Rates up are up again today as the key mortgage bond (aka MBS) coupons are trading lower: Benchmark Fannie Mae 30yr 3% and 3.5% coupons are down 42 and 36 basis points respectively. Lenders hike rates when MBS prices drop like this. Combined with yesterday, these MBS losses mean consumers will see higher rate quotes today. It’s also worth restating a point made yesterday: this week’s MBS price declines aren’t yet extreme and rates are still near record lows, but with a sharp MBS up-trend in recent weeks that’s been driving rates to even lower records, consumers searching for the rate bottom shouldn’t get complacent.
Also all the headlines today will talk of record lows based on a Freddie Mac survey for the previous week. More on that shortly. In meantime, here’s today’s U.S. economic Fundamentals…

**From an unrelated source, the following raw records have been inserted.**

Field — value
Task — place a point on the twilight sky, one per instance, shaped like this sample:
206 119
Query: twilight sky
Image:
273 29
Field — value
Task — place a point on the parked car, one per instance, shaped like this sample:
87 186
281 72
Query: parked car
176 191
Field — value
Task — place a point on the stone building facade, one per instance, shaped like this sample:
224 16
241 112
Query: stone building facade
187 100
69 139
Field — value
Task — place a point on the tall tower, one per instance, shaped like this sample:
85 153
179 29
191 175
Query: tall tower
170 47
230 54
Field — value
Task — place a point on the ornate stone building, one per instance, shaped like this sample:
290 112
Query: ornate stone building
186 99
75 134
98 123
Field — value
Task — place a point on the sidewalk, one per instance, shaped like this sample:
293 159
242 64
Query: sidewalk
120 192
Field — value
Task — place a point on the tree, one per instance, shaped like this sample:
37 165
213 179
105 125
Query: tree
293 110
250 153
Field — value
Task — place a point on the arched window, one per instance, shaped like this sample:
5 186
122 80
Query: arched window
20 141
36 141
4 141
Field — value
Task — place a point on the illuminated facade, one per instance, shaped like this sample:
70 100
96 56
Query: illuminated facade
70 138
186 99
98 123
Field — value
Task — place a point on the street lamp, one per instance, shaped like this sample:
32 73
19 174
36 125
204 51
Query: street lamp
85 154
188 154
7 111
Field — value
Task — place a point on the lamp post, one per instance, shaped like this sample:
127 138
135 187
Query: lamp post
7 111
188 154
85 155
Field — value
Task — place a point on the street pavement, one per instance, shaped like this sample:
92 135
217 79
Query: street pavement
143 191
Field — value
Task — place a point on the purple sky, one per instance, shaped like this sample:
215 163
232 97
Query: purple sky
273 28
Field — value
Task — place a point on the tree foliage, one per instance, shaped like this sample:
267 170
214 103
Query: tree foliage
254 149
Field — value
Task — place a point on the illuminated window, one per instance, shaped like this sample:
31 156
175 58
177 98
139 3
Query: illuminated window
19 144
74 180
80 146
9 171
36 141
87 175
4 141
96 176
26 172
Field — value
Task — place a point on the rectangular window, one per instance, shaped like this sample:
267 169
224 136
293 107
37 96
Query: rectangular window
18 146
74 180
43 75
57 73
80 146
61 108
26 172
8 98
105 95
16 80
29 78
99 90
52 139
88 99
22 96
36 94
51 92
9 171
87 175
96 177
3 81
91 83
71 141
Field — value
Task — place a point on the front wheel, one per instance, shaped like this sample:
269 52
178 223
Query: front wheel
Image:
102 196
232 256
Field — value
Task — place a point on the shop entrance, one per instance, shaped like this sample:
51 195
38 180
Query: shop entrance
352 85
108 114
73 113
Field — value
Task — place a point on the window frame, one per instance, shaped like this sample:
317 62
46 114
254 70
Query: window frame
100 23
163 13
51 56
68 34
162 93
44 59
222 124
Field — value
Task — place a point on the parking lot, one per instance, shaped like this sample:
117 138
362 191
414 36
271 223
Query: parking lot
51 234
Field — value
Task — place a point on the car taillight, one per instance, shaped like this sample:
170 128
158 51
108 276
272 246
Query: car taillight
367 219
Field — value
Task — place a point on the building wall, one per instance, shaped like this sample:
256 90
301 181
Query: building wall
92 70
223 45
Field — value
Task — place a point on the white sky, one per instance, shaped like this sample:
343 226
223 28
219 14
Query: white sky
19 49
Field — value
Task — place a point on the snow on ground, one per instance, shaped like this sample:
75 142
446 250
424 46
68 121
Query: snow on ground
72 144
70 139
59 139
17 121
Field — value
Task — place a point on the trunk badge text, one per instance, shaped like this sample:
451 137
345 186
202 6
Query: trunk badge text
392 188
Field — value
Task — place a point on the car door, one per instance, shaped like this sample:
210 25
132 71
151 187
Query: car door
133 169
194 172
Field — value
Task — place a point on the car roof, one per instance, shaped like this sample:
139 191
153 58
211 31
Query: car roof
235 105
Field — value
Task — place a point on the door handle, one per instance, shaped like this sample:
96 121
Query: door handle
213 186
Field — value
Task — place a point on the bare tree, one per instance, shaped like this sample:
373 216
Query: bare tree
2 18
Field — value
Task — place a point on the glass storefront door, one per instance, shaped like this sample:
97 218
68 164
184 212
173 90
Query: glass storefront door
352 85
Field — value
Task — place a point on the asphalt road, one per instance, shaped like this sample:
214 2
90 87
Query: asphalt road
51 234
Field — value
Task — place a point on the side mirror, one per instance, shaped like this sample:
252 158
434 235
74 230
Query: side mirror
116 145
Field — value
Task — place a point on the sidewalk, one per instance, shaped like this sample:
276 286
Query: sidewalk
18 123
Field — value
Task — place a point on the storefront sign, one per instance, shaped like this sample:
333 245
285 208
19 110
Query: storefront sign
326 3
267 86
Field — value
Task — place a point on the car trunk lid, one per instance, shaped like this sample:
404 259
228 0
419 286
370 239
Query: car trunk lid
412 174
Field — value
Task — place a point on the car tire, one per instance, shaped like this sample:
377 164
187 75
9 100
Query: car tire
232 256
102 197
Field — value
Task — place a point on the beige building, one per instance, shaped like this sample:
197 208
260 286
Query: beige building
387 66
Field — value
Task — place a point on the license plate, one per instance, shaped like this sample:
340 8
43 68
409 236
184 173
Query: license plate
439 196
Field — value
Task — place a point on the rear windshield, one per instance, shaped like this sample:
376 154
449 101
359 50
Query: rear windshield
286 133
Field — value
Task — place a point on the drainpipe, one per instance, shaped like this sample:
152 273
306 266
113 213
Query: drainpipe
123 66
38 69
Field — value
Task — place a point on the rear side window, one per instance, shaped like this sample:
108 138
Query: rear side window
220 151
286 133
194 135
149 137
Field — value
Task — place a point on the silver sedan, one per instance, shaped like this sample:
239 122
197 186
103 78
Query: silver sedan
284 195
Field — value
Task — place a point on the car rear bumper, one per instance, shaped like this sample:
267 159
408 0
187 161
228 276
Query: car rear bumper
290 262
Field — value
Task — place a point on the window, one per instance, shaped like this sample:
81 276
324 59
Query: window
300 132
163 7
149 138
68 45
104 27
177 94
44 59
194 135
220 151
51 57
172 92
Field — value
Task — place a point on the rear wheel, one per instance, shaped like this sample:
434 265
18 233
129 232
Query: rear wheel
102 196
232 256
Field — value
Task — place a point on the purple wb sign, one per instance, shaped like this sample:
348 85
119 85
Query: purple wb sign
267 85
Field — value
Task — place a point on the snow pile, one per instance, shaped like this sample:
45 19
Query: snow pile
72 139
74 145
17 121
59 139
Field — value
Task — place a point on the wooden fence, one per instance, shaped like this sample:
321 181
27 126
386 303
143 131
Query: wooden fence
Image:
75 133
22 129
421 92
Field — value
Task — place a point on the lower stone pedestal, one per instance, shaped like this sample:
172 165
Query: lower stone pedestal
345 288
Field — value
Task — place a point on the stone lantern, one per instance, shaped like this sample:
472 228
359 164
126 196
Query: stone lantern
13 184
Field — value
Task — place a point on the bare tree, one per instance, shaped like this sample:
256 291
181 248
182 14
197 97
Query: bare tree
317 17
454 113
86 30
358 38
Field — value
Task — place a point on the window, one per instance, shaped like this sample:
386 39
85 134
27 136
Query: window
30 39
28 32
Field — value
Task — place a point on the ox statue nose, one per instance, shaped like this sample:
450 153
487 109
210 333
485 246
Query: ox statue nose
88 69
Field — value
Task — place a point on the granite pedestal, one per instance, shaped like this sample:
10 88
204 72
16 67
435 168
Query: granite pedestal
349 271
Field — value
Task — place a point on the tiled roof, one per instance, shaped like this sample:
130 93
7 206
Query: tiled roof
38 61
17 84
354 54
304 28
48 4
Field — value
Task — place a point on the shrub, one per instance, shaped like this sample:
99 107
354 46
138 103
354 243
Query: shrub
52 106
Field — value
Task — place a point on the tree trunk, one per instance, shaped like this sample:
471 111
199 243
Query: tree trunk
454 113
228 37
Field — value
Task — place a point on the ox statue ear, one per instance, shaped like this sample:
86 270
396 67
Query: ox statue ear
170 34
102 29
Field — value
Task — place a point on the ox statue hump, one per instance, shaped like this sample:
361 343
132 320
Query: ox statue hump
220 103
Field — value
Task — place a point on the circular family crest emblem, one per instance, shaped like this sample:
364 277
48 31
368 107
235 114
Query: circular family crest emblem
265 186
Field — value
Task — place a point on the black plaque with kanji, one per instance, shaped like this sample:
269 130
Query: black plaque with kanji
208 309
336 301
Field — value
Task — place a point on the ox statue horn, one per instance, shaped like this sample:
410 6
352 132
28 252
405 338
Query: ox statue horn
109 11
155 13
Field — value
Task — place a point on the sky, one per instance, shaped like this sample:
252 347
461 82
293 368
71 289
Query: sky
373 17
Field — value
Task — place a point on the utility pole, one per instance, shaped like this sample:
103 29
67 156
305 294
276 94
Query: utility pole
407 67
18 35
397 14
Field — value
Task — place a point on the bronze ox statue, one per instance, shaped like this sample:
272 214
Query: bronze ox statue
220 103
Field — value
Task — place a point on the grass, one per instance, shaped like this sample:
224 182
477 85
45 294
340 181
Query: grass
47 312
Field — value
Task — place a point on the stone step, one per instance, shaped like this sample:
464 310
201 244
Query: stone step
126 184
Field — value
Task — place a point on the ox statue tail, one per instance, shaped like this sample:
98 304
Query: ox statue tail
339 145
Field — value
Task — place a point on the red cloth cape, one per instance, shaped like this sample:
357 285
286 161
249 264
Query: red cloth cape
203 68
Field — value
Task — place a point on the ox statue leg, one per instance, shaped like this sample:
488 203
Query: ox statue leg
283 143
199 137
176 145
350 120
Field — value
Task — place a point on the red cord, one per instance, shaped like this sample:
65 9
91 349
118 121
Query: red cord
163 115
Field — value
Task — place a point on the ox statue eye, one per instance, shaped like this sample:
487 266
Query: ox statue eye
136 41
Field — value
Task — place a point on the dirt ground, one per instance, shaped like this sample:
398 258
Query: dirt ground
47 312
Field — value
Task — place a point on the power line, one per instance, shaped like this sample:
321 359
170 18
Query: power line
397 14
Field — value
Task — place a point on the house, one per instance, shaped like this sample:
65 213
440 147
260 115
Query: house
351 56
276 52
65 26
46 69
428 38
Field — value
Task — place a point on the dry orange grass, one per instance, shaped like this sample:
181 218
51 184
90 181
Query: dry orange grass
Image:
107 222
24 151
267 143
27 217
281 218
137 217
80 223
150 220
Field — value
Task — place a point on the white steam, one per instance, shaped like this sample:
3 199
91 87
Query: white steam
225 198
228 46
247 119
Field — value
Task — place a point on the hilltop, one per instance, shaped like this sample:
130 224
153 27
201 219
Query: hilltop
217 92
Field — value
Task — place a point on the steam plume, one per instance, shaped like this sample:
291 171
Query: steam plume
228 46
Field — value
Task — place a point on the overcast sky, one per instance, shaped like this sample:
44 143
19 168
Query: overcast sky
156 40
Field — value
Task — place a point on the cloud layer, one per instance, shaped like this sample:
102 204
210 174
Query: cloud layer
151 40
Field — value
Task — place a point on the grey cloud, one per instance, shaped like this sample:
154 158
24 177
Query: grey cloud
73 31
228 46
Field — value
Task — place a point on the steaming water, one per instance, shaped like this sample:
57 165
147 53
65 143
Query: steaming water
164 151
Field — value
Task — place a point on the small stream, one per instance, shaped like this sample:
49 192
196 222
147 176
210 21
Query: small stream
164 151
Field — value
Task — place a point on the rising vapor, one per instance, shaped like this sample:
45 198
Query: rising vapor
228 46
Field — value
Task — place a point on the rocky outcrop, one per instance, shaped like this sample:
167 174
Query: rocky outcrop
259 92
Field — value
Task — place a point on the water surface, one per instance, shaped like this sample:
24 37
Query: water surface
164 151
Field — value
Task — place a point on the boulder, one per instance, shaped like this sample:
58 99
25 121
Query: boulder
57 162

Initial Jobless Claims (week ended 9/29/2012)
– New Claims 367,000
– Previous was 359,000 revised upward to 363,000
– 4-Week Moving Average 375,000
Parse this however you want and you wind up with one word – flat.
Challenger Job-Cut Report (September 2012)
– Announced layoffs 33,816 previous was 32,239.
Factory Orders (August 2012)
– Month/Month change -5.2%. This is the worst this data has been in the past three years. Factory Orders are uneven because they are big ticket goods often purchased in bulk. Nonetheless, this data is ugly.